What I don't get is why don't these projects realize the kind of coup they could score by releasing a Mandrake/RedHatesque installer that even the average marketting drone could use to setup a fully operational installation. I'd love to use OpenBSD if I thought I could get it working. I'm still just a novice with *NIX though so some of this is a bit too hardcore for people like me right now. But still, getting OpenBSD an installer that **just works** for the average person would take it to a whole new level.
A lot of very high end stuff runs on systems with distributed administration (like most of America's transaction processing, accounting, etc...) Back in the late 70's - early 80's capability systems were a huge percentage of the market.
You don't need a file system to have data -- for an example you are likely familiar with think of palm OS. Data is just stored in internal program specific data structures and "swapped" out of ram to disk. The important thing is that the disk is just a bunch of sectors with a zillion different data formats; but to understand the organization of the date requires running the system which imposes the security model...
but to understand the organization of the date requires running the system which imposes the security model.
NO, that would simply be security through obscurity which does not work. Any modern capabilities based OS would have strong cryptography at its core so that you could not access those data items that you do not have a key to. In fact a cool way to do it (not sure if this is done in any real system) would be to have 2 keys, one for the runlevel and one your private key which is protected by your login, that way you could not access things outside your runlevel and you could not access other data in your runlevel unless it was explicitly given permission to you by using your public key (think ACL's but the creator of the data would have to add your key to the files encryption)
There are 4 boxes to use in the defense of liberty: soap, ballot, jury, ammo. Use in that order. Starting now.
I don't know about Z-OS, but I've read a little about EROS. EROS doesn't need a filesystem. That's because everything in EROS is persistent. The system saves a complete snapshot of its virtual memory to disk every couple of minutes. There is no "rebooting" of the OS. If you pull the plug, it comes back up exactly in the state of the last snapshot.

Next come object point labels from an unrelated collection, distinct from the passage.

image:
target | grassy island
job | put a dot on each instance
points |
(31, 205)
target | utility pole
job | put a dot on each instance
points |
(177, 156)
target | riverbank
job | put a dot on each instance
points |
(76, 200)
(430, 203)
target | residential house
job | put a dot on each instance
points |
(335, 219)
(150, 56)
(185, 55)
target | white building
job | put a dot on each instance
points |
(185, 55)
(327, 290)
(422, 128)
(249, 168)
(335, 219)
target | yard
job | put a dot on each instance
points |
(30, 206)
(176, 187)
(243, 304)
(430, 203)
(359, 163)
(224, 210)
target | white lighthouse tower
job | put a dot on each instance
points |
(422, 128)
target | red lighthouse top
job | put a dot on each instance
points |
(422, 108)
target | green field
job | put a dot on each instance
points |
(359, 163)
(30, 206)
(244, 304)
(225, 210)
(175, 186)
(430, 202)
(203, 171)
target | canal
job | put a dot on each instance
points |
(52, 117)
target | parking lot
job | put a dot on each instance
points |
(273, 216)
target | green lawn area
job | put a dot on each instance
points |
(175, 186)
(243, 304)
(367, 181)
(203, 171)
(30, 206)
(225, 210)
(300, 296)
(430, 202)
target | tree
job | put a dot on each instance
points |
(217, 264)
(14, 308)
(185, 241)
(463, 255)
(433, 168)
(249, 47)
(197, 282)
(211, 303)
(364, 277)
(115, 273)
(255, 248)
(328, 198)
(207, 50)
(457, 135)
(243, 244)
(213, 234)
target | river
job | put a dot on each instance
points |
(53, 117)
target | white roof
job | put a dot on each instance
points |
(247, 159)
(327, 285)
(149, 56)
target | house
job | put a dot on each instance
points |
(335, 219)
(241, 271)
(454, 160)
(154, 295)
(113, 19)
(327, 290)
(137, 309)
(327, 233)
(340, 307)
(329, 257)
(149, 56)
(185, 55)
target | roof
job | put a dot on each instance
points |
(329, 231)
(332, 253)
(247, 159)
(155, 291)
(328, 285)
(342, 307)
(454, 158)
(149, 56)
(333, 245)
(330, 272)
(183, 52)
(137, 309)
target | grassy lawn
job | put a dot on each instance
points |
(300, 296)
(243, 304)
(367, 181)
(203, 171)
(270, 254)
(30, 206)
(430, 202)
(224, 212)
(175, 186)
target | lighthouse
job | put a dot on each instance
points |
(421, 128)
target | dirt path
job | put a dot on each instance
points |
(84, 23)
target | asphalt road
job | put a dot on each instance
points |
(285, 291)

For me, it took a little while for that concept to sink in. They're saying that there's no need to redundantly keep information in permanent storage and volatile storage. Just make it all permanent, and you don't need the filesystem concept at all. In one step, you eliminate whole classes of bugs (parsing, file permissions, sharing files, filesystem namespace problems, etc.)
Their authority model also makes sense. Think of your system as a large building. Normal OSes treat security like doors with electronic badge readers; you're allowed to do things based on who you are. Naturally, a lot of doors must be programmed to let you through if you're going to get around the building to do your work. It's hard to ensure that each person is never able to get into a room that they shouldn't be in.
EROS is more like a building full of unique old-fashioned key locks. You have no automatic authority to go through any door. You must obtain the individual key for each door. You get these keys on an as-needed by the people in various rooms you interact with as you do your work. Each person with keys to hand out individually determines if you are worthy to go through the next door.
Reading up on EROS really expanded my view of how an OS could work. You can check it out at www.eros-os.org.
(Yes I know this is offtopic) Speaking of which, does anyone know why the US uses MM/DD and everywhere else uses DD/MM? And please don't use the typical "Because USians give a rats ass about the rest of the world" (even though its true)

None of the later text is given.